Avanza l’iter per il riconoscimento del Prosek come menzione tradizionale dell’Unione europea. La domanda della Croazia per questo vino passito e fermo prodotto soprattutto nelle aree meridionali della Dalmazia è stata ritenuta ammissibile dalla Commissione europea.
Le tappe di questo iter sono: 1 la Croazia chiede all’Ue il riconoscimento 2 l’Ue accoglie la domanda 3 la pubblica in Gazzetta ufficiale 4 l’Italia comunica la sua opposizione in 60 giorni 5 la Commissione decide se approvare o no
Il parere positivo annunciato dal Commissario all’Agricoltura, Janusz Wojciechowsky (che questa settimana ha risposto a una interrogazione presentata a luglio di un gruppo di eurodeputati), apre alla imminente pubblicazione della domanda nella Gazzetta ufficiale dell’Ue. A partire da quella data, per chi si vorrà opporre a tale riconoscimento, ci saranno due mesi di tempo per inviare le osservazioni. Secondo l’Ue la domanda croata possiede i requisiti di ammissibilità e validità, anche se questo – come hanno chiarito fonti europee – non significa che si arriverà a una approvazione. Bensì è l’inizio di un confronto in cui la stessa Commissione valuterà in 60 giorni i pro e i contro prima di adottare una decisione finale sulla domanda dei croati.
Il termine Prosek è, in sostanza, un omonimo di Prosecco, spumante italiano Dop prodotto in Veneto e in Friuli-Venezia Giulia. Probabilmente, il nome del vino croato si deve alla dominazione della Repubblica di Venezia sulle terre della Dalmazia nel Rinascimento. Tuttavia, la sola omonimia non è ritenuta da Bruxelles un sufficiente motivo per respingere la domanda per la menzione tradizionale. Il confronto, quindi, si sposterà negli uffici della Commissione.
Una cosa deve essere chiara: non c’è stato finora nessun via libera alla tutela europea per il Prosek. La discussione, di fatto, deve ancora iniziare.
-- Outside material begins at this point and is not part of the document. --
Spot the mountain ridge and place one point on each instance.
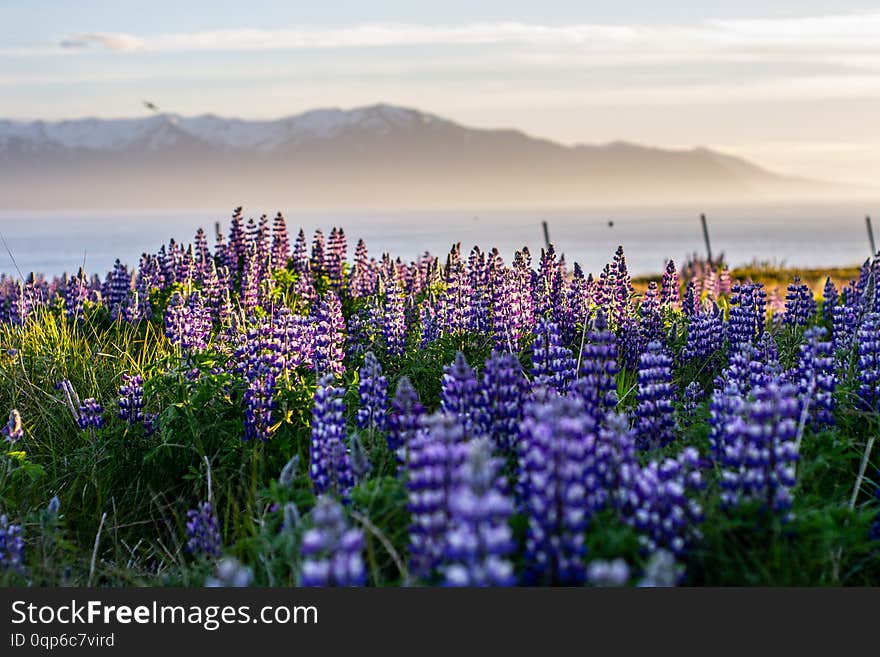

Ma a preoccupare la filiera italiana, a cominciare dai vertici ministeriali, è proprio l’omonimia col Prosecco italiano, riconosciuto come denominazione protetta nel 2009, e la creazione di un precedente che sembra andare in contrasto con i regolamenti europei sulla difesa delle indicazioni geografiche, che – va sottolineato – godono di un alto livello di protezione sia contro l’evocazione sia contro l’uso improprio, come dimostra la recente sentenza della Corte di giustizia Ue sul caso Champanillo. L’Italia, poi, ha dalla sua il caso Tocai e una sentenza sfavorevole del 2008 che la costrinse più di dieci anni fa a rinunciare definitivamente a questa denominazione a favore dell’Ungheria.
Non è la prima volta che la Croazia chiede a Bruxelles una tutela per questo prodotto. Non ci riuscì con la Dop nel 2013, ci prova ora nel 2021 con la Stg. Ma la levata di scudi italiana è stata imponente. Il Ministro per le Politiche agricole, Stefano Patuanelli, garantisce una opposizione compatta. Il sottosegretario Gian Marco Centinaio ha già convocato la prima riunione di un gruppo di lavoro tecnico per fronteggiare quello che ha definito un “chiaro attacco” al Made in Italy. Coro di no unanime anche da parte di Unione italiana vini, Federdoc, Cia, Coldiretti, Confagricoltura, Uila, Città del vino, Origin Italia, Regioni Veneto e Friuli-Venezia Giulia, Consorzi di tutela del Prosecco Doc e Docg. È solo l’inizio.